A condução do volume é considerada uma alternativa às baterias ou a transferência sem fio da potência baseadas no acoplamento indutivo desde que estes métodos de duas fontes implicam que os implantes devem ser relativamente grandes acomodar os componentes necessários para obter a energia exigida para a operação.

Um dos parâmetros principais do interesse saber se uma tecnologia tem o potencial fornecer implantes é determinar os implantes máximos da potência pode receber usando o método propor.

Assim, o objectivo principal do estudo publicado no acesso de IEEE do jornal é usar equações para determinar a potência que máxima um implante pode receber por meio da condução do volume quando as correntes aplicadas são seguras de acordo com os standard de segurança elétricos. Seus autores são Marc Tudela, Laura Becerra-Fajardo, Aracelys García-Moreno, Jesus Minguillon e Antoni Ivorra.

Hoje, o elemento principal que impede a revelação de implantes mìnima invasores é a maneira que obtêm a potência. A este respeito, nós acreditamos que a condução do volume tem o potencial resolver este problema. A condução do volume permite que nós tornem-se rosca-como os dispositivos que podem ser implantados por injecção.”

Marc Tudela, autor do estudo, Universitat Pompeu Fabra - Barcelona

Transferência sem fio da potência (WPT)

O método de transferência de energia sem fio através da condução do volume consiste usar próprios tecidos do corpo como um canal para transferir a corrente eléctrica.

Usando um sistema externo, as correntes elétricas são entregadas através do corpo humano e estas correntes correm através de tecidos e uma pequena quantidade é desenhada pelos implantes.

Isto é como os implantes obtêm a energia necessária para se operar. O aspecto inovativo da aproximação dos autores é rosca-como o formulário dos implantes, que permite que sejam injectados sem cirurgia, e o uso das correntes de alta freqüência (> 5 megahertz) aplicadas nas explosões, tornando as completamente inofensivas e imperceptíveis.

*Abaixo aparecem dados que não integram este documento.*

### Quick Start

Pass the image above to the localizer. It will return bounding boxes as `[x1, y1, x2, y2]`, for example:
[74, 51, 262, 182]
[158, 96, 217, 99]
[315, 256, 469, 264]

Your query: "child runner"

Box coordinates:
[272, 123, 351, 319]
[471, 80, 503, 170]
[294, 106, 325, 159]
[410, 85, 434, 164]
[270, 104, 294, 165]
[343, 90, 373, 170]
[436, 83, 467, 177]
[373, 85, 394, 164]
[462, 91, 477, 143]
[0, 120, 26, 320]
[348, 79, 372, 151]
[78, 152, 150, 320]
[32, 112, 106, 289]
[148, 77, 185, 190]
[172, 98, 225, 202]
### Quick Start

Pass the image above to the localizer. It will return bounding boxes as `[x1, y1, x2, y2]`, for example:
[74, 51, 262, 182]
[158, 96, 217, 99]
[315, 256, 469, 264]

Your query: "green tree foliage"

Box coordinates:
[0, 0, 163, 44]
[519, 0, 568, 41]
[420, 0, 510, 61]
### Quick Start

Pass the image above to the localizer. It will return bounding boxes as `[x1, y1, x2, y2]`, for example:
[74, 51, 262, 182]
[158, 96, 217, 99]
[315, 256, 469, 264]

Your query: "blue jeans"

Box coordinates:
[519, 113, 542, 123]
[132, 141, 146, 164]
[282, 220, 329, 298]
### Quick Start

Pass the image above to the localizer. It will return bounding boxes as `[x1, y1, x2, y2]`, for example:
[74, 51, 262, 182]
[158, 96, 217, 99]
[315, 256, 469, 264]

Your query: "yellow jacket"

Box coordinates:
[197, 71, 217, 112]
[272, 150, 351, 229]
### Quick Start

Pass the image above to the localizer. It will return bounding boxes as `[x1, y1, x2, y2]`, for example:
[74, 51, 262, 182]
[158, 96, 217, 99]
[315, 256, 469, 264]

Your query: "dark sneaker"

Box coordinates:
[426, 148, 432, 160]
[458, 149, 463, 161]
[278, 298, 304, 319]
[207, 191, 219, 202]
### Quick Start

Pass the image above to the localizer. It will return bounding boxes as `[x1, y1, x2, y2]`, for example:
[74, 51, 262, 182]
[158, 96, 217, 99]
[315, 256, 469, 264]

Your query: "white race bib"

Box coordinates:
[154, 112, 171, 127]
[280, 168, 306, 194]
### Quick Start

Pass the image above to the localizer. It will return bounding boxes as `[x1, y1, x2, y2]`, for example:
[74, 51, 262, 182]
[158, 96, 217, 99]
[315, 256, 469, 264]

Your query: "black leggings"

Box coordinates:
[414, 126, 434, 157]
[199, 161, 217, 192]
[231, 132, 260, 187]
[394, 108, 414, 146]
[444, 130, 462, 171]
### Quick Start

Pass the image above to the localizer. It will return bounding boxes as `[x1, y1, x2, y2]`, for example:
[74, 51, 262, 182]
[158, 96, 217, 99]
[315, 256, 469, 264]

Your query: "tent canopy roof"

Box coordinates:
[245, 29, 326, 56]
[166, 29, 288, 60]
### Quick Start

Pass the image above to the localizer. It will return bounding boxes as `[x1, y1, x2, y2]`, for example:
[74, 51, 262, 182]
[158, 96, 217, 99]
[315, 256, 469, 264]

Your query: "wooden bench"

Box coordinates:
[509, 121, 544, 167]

Para produzir a potência aos implantes na região de miliwatts, os autores propor aplicar correntes com valores do pedido de alguns ampères para que o sistema externo deve gerar tensões em torno de alguns cem volts.

Estes valores seriam os mais prejudiciais se eles correspondeu às correntes alternas de uma freqüência como aquela da grade (50 hertz).

Isto evita completamente usar umas freqüências mais altas. Especificamente, os autores propor o uso de correntes alternas com uma freqüência de maior de 5 megahertz.

Os autores do estudo publicado no acesso de IEEE obtiveram os modelos matemáticos que permitiram que determinassem a potência local máxima que pode ser obtida por um implante usando a condução do volume de acordo com o tamanho do implante, de sua carga eletrônica e das propriedades do tecido onde será colocado.

Finalmente, validaram estes modelos in vitro que usam uma solução salina que simulasse as propriedades elétricas do tecido humano e obtivesse uma boa correlação entre resultados experimentais e analíticos.

Dispositivos que podem facilmente ser implantados por injecção

Assim, os resultados do estudo mostram que aplicando correntes elétricas de alta freqüência em uma explosão - inofensiva para o corpo humano e que a reunião os padrões de segurança internacionais principais pode render potências de maior de 1 mW em muito fino (secção menos de 1 milímetro), curto (< 15 milímetros) implantam. Estes dispositivos podem facilmente ser implantados usando um procedimento percutaneous similar a uma injecção.

Um “outro resultado que interessante nós obtivemos é que a aplicação de correntes elétricas de alta freqüência sob a forma das explosões, um pouco do que continuamente, permite o aumento da potência obtida nos implantes”, Tudela comenta. E o pesquisador adiciona, “nossos resultados indicam que um implante com uma secção de somente um milímetro e de um comprimento de aproximadamente um centímetro poderia obter 100 vezes a potência exigida actualmente por um pacemaker.”

Source:
Journal reference:

Tudela-Pi, M., et al. (2020) Power Transfer by Volume Conduction: In Vitro Validated Analytical Models Predict DC Powers Above 1 mW in Injectable Implants. Access. doi.org/10.1109/ACCESS.2020.2975597.